Further, in such a configuration, the insulating cylinder is formed of a uniform material from the outer periphery to the inner periphery, so that heat can be generated at any position in the insulating space between the primary winding and the secondary winding. The expansion coefficients become equal, and the thermal stress due to the heat cycle is further reduced. Further, in such a configuration, by providing a layer made of the FRP cylinder on at least one of the outer circumference and the inner circumference of the insulating cylinder, the short-circuit strength of the winding is increased, and the reliability is improved. . Further, in such a configuration, by providing a layer made of the FRP cylinder on both sides of the outer circumference and the inner circumference of the insulating cylinder, it is possible to save equipment costs for a mold dedicated to the insulating cylinder. .

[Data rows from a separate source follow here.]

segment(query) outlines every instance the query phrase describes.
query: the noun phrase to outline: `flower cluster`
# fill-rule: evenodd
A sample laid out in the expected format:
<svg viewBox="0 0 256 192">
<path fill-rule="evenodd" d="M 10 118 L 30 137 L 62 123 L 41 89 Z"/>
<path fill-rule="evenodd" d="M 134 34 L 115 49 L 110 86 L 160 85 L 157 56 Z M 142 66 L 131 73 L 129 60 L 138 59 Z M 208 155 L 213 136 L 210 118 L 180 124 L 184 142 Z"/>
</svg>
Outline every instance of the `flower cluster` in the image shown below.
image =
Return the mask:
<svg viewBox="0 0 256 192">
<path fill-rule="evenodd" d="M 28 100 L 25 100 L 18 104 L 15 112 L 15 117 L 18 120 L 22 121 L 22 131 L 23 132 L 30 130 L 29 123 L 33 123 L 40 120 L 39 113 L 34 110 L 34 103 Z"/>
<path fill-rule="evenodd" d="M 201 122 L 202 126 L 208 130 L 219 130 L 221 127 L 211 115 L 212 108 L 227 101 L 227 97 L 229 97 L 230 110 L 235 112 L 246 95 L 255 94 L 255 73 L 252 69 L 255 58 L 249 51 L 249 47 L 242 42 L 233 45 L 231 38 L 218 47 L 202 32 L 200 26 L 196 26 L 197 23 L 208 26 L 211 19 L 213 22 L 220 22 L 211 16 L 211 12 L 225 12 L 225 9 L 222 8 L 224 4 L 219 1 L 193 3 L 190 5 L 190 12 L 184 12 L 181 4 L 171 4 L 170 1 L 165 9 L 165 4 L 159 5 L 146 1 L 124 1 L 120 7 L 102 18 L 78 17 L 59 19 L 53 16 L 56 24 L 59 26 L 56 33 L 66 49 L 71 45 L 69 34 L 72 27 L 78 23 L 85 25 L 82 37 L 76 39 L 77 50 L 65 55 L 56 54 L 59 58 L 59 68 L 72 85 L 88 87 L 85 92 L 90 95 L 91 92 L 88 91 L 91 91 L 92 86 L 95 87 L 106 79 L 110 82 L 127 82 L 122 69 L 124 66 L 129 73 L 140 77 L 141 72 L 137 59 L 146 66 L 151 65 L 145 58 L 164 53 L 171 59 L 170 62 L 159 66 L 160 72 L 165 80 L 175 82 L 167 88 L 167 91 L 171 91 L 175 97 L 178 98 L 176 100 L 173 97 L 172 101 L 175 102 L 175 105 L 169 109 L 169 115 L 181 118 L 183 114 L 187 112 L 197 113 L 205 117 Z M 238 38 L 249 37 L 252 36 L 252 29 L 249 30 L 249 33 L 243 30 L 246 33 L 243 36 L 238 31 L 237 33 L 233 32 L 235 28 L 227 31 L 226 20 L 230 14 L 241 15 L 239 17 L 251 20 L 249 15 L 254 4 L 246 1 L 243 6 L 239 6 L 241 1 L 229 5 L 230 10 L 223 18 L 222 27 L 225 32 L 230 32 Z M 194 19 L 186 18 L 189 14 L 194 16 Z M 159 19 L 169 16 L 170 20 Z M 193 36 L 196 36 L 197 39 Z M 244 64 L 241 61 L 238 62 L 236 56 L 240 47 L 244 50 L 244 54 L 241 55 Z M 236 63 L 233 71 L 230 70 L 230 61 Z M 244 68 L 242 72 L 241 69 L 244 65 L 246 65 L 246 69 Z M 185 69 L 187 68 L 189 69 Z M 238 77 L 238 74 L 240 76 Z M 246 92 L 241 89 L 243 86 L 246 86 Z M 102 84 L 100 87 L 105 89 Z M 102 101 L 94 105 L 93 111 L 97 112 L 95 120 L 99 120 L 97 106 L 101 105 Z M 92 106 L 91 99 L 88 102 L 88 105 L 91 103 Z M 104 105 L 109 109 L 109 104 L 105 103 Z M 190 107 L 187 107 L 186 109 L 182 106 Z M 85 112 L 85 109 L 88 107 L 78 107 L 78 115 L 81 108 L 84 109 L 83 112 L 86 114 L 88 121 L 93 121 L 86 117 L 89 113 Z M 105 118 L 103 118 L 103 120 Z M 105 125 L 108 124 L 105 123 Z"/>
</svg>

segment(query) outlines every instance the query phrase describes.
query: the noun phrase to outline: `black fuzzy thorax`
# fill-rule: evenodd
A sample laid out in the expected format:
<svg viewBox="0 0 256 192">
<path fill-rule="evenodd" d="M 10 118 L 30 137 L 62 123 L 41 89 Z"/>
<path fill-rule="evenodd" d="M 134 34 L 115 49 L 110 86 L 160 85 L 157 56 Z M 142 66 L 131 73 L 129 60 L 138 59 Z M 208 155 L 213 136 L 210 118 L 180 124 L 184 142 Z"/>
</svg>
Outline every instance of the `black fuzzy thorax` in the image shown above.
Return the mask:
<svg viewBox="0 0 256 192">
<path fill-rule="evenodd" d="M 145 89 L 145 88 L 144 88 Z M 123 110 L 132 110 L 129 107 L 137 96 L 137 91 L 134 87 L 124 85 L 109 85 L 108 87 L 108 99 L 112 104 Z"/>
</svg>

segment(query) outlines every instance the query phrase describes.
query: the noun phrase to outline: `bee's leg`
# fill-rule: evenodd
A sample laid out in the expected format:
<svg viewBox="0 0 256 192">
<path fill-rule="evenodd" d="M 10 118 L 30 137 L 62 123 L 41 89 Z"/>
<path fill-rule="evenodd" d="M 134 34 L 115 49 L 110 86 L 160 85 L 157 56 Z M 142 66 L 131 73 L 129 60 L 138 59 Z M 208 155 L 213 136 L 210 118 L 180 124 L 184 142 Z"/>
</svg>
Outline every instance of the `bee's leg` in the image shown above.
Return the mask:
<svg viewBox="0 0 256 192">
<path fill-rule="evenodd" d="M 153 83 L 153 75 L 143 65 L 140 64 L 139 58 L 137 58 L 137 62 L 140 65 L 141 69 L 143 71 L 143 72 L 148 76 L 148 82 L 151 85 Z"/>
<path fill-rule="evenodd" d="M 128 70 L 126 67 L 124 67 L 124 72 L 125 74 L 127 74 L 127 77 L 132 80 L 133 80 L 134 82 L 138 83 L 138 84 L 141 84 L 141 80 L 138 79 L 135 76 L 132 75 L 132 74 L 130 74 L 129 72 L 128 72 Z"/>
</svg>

[Brief description of the drawings]

FIG. 1 is a sectional view showing a configuration of a resin mold transformer according to an embodiment of the present invention.

FIG. 2 is a perspective view showing the insulating cylinder of FIG. 1 taken out therefrom;

FIG. 3 is a perspective view showing a configuration of an insulating cylinder of a resin mold transformer according to another embodiment of the present invention.

FIG. 4 is a cross-sectional view showing a configuration of a conventional resin mold transformer.

FIG. 5 is a perspective view showing the primary winding and the secondary winding of FIG. 4 taken out therefrom;

[Explanation of symbols]

1: container, 2: primary winding, 3: secondary winding, 4: iron core, 1
0: Insulation cylinder, 11: FRP cylinder, 12: Transformer body

Claims (7)

[Claims] A transformer formed by interposing a spacer formed in advance between a primary winding and a secondary winding and winding the primary winding and the secondary winding around an iron core. In a resin mold transformer in which a container main body is housed in a metal container and a flexible thermosetting resin is injected and heat-cured after the container is filled with an inorganic filler, the spacer Wherein the coefficient of thermal expansion of the resin mold is substantially the same as the coefficient of thermal expansion of the resin body made of the filler and the thermosetting resin filled in the container. 2. The resin mold transformer according to claim 1, wherein said spacer is an insulating cylinder. 3. The resin mold transformer according to claim 2, wherein said insulating cylinder is formed of a uniform material from its outer periphery to its inner periphery. 4. The resin-molded transformer according to claim 1, wherein the spacer or the insulating cylinder is formed from the filler and the thermosetting resin at substantially the same mixing ratio as the resin body. A resin molded transformer characterized by being performed. 5. The resin mold transformer according to claim 2, wherein a layer made of an FRP cylinder is provided on at least one of the outer circumference and the inner circumference of the insulating cylinder. 6. The resin-molded transformer according to claim 5, wherein a layer made of an FRP cylinder is provided on both sides of an outer circumference and an inner circumference of the insulating cylinder. 7. The resin mold transformer according to claim 5, wherein a portion of the insulating cylinder other than a layer made of an FRP cylinder is formed of the filler and the thermosetting resin. A resin molded transformer characterized by being formed with substantially the same blending ratio as that of the above.